Figura 14 – Royal Naval Hospital, datado de 1758 a 1762, de Plymouth, Inglaterra, (a) planta; (b) perspetiva. Fonte: MIQUELIN, 1992a apud MATOS, 2008.

Figura 15 – Hospital Lariboisière, datado de 1846 a 1854, Paris, França, (a) planta e (b) perspetiva. Fonte: MIQUELIN, 1992a apud MATOS, 2008.

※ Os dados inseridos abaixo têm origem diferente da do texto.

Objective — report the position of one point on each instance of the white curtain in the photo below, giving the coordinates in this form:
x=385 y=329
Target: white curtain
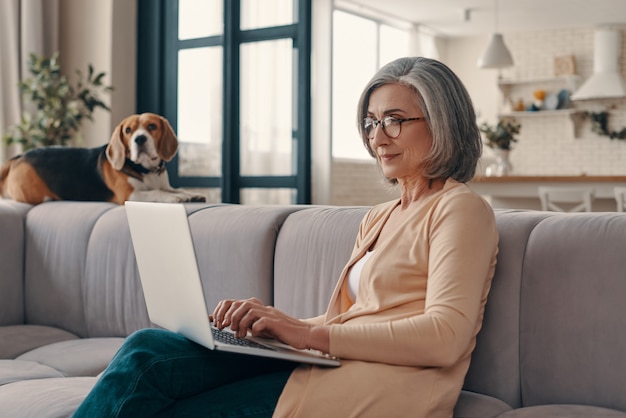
x=26 y=26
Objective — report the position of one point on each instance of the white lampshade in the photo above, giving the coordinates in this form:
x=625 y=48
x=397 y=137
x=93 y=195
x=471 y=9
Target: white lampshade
x=497 y=55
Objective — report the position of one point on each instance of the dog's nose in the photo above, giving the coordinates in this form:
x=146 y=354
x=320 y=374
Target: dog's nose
x=141 y=139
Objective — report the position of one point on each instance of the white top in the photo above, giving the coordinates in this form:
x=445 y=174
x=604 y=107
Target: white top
x=355 y=275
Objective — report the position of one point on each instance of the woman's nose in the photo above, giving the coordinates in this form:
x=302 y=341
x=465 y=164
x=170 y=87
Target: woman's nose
x=379 y=136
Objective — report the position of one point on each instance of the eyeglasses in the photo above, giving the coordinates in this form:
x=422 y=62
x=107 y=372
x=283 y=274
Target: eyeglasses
x=391 y=126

O Hospital Lariboisière, em Paris, é outro exemplo de morfologia em pavilhão, elaborado pelo arquiteto Martin-Pierre Gauthier, de 1846 a 1854 (GUÉRARD, 1888; MIGNOT, 1983 apud PECCIN, 2002). O edifício é simétrico, configura-se a partir do eixo formado pelo imenso pátio ajardinado interior e é composto por vários pavilhões de três piso ligados por uma circulação coberta que ladeia o pátio (SILVA, 2000 apud Costeira, 2003). Os pavilhões, para além de serem paralelos, estavam intercalados por jardins, permitindo a entrada de mais luz e de ventilação cruzada (PECCIN,2002). O Internamento é composto por seis pavilhões em “L”, a ala maior alberga trinta e três camas e a ala menor acomodava dez camas para pacientes em estado critico, o seu pé-direito generoso atribuía cinquenta e seis metros quadrados de ar por paciente, um recorde para a altura (MATOS, 2008; BOING, 2003). A ala menor do Internamento é paralela à circulação coberta do pátio. Na base do hospital localizavam-se, de um lado, a cozinha e a administração, do outro, as salas de consulta e a farmácia. No topo do

hospital localizam-se a zona para o pessoal, os blocos operatórios, a lavandaria, a capela e o necrotério.